There are two commonly accepted basic formulas for quickly determining a person’s maximum rate. The first is 220 – (person’s age), and the second is 205.8 – (.685 x person’s age). The second formula is meant to better account for standard deviation, as two adults at the same age can have maximum rates that differ by as many as 60 beats per minute. However, no single formula can reliably determine the maximum rate of every individual.
Real World Test
The real world test for determining your maximum heart rate can be a worthwhile tool because it is based upon your own actual performance and fitness level. To use the real world test to estimate your maximum rate, find a standard school racetrack, which will be around a quarter mile in length. Walk around the track four times, as quickly as you comfortably can.

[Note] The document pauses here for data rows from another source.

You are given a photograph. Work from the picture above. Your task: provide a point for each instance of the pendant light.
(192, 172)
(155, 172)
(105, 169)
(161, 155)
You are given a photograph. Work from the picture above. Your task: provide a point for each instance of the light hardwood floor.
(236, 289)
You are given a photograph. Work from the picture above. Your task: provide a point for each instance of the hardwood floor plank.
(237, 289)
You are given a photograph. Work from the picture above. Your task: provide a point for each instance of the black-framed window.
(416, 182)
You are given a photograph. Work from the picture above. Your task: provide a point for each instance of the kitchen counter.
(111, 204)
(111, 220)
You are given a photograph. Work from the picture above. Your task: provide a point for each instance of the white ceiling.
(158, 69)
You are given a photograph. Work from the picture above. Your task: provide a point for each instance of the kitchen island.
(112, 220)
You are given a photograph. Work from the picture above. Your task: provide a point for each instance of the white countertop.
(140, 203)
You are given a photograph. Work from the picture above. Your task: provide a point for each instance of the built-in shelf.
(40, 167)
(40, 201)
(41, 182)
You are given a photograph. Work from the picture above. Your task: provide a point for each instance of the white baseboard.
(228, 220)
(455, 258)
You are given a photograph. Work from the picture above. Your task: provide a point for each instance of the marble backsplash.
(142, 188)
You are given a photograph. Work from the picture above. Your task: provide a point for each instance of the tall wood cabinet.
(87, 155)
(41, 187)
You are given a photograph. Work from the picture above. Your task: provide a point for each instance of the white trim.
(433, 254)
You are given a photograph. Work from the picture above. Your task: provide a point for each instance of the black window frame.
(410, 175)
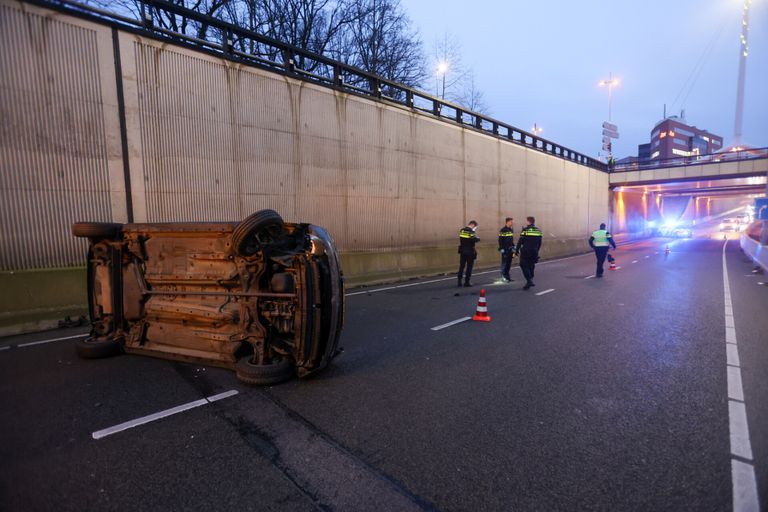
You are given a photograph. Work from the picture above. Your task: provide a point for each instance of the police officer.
(528, 245)
(601, 240)
(506, 248)
(467, 251)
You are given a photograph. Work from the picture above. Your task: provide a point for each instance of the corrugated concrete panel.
(54, 153)
(212, 140)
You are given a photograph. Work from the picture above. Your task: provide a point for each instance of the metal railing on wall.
(166, 21)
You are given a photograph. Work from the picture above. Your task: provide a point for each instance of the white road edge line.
(437, 328)
(99, 434)
(31, 343)
(743, 477)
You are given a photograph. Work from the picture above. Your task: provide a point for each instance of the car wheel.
(96, 229)
(247, 232)
(96, 348)
(264, 374)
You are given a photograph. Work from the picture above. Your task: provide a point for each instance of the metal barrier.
(708, 158)
(235, 43)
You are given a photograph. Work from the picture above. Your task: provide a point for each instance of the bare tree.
(470, 97)
(382, 42)
(447, 66)
(454, 81)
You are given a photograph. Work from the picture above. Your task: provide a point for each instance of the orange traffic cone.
(481, 315)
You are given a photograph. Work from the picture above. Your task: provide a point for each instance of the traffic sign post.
(610, 132)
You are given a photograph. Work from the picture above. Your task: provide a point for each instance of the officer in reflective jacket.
(601, 240)
(506, 248)
(467, 251)
(528, 245)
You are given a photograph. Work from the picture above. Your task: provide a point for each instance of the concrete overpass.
(713, 167)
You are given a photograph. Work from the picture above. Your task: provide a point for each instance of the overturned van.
(262, 297)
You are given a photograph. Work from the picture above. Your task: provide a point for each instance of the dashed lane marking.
(742, 468)
(41, 342)
(100, 434)
(452, 278)
(438, 327)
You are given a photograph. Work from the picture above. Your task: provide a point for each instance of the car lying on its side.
(262, 297)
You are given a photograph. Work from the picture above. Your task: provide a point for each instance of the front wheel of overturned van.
(264, 374)
(96, 348)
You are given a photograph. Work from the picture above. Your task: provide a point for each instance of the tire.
(264, 375)
(96, 229)
(97, 348)
(244, 233)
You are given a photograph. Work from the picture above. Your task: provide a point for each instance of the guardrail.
(709, 158)
(163, 20)
(750, 244)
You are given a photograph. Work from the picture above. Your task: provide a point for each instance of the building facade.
(673, 138)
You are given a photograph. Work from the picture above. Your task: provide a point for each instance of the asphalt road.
(603, 394)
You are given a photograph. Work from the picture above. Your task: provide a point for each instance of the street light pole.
(442, 69)
(610, 83)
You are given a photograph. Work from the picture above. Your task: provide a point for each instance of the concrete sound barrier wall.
(106, 125)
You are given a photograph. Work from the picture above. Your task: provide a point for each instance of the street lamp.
(442, 69)
(610, 83)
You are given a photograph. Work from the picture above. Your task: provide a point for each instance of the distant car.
(730, 224)
(262, 297)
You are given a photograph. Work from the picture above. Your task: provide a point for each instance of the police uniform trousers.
(600, 254)
(466, 261)
(527, 265)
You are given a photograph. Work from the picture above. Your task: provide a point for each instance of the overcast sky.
(540, 62)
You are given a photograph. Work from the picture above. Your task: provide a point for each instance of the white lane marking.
(453, 278)
(742, 471)
(99, 434)
(744, 487)
(732, 354)
(31, 343)
(740, 444)
(735, 391)
(437, 328)
(377, 290)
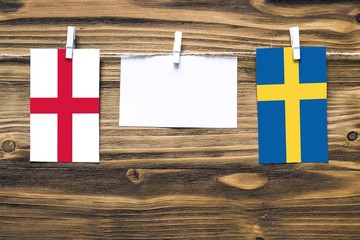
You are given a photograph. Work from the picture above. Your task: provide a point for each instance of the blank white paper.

Find your average rate for the last lap around the track. This is most easily accomplished with a heart rate monitor. Now, grade your level of fitness on a scale of 1-3 using this guideline:
- You are sedentary, or have not worked out in several weeks.
- You work out for 15-20 minutes at a time, a few times per week.
- You work out several times per week, at up to one hour per session or more.
Then, take the average rate that you recorded during your fourth lap around the track, and add 40 bpm to it if you scored your fitness at level 1, 50 bpm at level 2, or 60 bpm at level 3. For example, if the average heart rate during your fourth lap was 130 bpm and you work out for a few minutes 2-3 times per week, your maximum rate should be around 180 bpm.
The body’s lactate threshold, also referred to as the anaerobic threshold, is the point where lactate accumulates in the muscles faster than the blood can carry it away, leading to a burning sensation in the muscles. Some experts believe that lactate threshold is the most effective way to determine maximum heart rate, because when the body has exceeded its lactate threshold, the heart is no longer able to work as hard as is needed to sustain the body’s current level of activity. Lactate threshold can be easily estimated using a heart rate monitor. Begin working out at a slow pace, and every ten minutes, increase the pace slightly. At some point during your workouts, there will be a point where breathing becomes more difficult, and shortly after, you will feel a burning sensation in your legs. Your heart rate at the moment when breathing began to be more difficult will be your starting estimated lactate threshold, which can be further refined as you become more experienced.